Most of the cases of which we become aware happened long ago, but we always seek to identify other possible victims. Recently there was a credible case of abuse by a priest, Miguel Luna, which came to our attention. He had been removed from active ministry some years earlier due to concerns we had about his behavior although no victim had come forward. When two courageous women came forward we had announcements made in all our parishes and also announced what we had learned in the media. In this way we could warn any new potential victims and invite any others to come forward. As a result, a third victim came forward. The statute of limitations had not passed for the third victim’s case, so Miguel Luna is presently being prosecuted.

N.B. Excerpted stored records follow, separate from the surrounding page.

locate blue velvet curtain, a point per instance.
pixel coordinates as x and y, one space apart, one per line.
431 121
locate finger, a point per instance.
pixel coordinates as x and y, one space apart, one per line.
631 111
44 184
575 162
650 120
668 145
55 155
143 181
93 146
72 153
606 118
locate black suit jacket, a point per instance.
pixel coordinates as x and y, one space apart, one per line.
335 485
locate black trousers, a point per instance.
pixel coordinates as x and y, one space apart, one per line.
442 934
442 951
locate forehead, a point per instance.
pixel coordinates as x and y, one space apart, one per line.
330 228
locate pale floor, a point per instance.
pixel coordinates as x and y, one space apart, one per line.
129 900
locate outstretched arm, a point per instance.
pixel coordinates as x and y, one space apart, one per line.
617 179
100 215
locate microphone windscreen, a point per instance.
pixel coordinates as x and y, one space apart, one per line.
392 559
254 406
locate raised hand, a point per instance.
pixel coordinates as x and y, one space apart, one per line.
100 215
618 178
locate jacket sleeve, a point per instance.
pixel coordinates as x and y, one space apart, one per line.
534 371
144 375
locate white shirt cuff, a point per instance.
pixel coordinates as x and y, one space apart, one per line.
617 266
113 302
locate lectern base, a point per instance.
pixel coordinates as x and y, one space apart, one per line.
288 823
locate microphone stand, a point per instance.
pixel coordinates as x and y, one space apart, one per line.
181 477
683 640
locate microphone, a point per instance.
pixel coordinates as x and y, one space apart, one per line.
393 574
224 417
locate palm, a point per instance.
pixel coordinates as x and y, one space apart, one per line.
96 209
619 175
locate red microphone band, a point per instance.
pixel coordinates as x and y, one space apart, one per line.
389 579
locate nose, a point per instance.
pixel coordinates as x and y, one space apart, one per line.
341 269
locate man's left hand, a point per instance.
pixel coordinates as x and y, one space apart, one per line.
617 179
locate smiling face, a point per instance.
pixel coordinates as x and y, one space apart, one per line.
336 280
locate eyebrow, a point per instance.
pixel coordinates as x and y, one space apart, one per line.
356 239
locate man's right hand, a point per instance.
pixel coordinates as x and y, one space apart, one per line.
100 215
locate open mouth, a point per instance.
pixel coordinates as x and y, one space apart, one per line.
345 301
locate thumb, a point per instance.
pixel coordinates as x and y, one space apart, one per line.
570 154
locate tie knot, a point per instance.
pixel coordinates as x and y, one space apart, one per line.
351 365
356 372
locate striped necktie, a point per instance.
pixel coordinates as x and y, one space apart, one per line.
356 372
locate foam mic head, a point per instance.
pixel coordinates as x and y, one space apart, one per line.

Another important step we have taken is our commitment to create a program of safe environment training to reach out to all children, diocesan and parish personnel, and volunteers active in the Church. VIRTUS, as it is known, conducts criminal background checks on all volunteers and personnel and teaches children and adults, in an age appropriate way, how to recognize the signs of a potential abuser. In just the last few years we have trained thousands. Our hope is that we will provide the tools not only to protect our parishes from the presence of child predators, but that we will also create safer homes and schools, which are the places where most abuse takes place.
I am confident that on a national level the Church will continue to seek better ways to assure that no person, no matter their rank, will be above the law. Meanwhile, here at home, we will continue to do all in our power to regain the trust that you have a right to expect from leaders in the Church.